Pairing fuel strategy with an improving ability to race side-by-side in stock cars, Patrick rallied from two laps down to finish fourth, her best result since the IndyCar regular began her part-time foray into NASCAR last year. Patrick got one lap back via a wave-around, made up another thanks to the free pass, and had enough fuel to run to the end as several other contenders were forced to stop on pit road.

"To be honest, I think we're making some real progress," said Patrick, whose previous best Nationwide finish was 14th, at Daytona two weeks ago. "We make progress every weekend, but it's just a matter of, are you on the lead lap and in position to take advantage by the end of the race?"

Saturday, she was. In the process, she recorded the best finish by a female driver ever in a NASCAR national series, topping the fifth-place result turned in by Sara Christian at Heidelburg Raceway in Pittsburgh in 1949.

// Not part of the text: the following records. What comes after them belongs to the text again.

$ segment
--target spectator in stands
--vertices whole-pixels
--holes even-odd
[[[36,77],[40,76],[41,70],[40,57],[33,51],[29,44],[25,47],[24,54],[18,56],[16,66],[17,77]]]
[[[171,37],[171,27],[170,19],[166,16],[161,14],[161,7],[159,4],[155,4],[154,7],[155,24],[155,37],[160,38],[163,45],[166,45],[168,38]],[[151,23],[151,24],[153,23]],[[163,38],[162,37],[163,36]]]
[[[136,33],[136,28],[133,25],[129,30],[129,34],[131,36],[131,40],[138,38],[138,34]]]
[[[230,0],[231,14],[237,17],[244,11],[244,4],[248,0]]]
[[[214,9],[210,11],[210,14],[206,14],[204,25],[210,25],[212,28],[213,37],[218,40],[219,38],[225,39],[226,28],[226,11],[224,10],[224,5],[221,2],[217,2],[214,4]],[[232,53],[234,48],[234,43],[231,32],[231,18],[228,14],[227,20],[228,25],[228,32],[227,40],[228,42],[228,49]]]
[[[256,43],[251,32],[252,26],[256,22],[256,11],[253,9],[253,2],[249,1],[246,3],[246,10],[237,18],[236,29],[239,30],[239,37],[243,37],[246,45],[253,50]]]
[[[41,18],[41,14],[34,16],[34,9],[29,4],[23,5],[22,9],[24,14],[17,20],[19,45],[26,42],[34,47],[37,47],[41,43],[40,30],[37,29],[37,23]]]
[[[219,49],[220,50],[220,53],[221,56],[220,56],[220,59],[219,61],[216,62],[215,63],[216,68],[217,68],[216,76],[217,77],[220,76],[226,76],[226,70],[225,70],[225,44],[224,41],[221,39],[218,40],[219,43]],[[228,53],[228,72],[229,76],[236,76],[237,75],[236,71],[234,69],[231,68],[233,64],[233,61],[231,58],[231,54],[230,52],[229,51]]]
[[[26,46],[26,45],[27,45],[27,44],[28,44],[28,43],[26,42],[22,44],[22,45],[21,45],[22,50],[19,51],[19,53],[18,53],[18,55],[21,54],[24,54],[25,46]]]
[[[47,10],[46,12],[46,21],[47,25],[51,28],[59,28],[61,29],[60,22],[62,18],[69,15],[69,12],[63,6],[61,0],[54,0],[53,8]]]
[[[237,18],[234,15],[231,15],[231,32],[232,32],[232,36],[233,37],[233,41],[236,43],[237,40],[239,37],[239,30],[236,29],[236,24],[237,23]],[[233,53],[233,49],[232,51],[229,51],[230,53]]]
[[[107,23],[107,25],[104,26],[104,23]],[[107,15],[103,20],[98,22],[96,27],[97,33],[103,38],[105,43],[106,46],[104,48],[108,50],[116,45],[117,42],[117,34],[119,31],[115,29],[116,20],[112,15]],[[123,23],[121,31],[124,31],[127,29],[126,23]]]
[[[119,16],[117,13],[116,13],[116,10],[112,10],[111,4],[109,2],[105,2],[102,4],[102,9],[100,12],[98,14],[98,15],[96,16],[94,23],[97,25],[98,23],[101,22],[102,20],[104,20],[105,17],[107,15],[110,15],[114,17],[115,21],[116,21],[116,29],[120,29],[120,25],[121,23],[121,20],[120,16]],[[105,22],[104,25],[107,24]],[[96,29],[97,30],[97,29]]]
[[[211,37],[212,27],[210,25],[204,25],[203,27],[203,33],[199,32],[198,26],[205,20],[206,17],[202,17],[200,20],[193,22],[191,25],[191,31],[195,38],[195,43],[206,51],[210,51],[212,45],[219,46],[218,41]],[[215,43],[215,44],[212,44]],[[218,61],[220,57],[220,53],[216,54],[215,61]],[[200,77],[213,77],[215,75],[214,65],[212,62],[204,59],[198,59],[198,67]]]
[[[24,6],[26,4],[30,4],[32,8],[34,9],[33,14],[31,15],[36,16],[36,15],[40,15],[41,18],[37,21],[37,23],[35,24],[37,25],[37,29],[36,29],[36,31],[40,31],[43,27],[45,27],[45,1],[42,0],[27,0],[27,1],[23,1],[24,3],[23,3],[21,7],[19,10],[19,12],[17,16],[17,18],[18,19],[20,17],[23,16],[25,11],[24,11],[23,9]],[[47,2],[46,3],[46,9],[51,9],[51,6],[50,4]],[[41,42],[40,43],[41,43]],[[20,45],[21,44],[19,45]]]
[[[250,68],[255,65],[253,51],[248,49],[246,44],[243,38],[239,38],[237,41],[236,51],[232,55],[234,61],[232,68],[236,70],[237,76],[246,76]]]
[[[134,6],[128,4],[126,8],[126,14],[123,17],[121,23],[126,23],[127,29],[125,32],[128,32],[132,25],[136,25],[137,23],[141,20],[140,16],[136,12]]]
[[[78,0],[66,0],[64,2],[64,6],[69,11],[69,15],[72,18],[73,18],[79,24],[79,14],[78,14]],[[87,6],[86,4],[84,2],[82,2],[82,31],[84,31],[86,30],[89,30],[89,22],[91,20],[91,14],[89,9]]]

"I think it's huge," said Patrick's crew chief, Tony Eury Jr. "I think it's going to help her out tremendously. I think Daytona was a really big step for her. Last week at Phoenix, we know short-track racing is kind of one of her issues. The mile and-a-halfs, I told her by the end of [last] year she was doing great at that, and it was just a matter of putting a whole race weekend together."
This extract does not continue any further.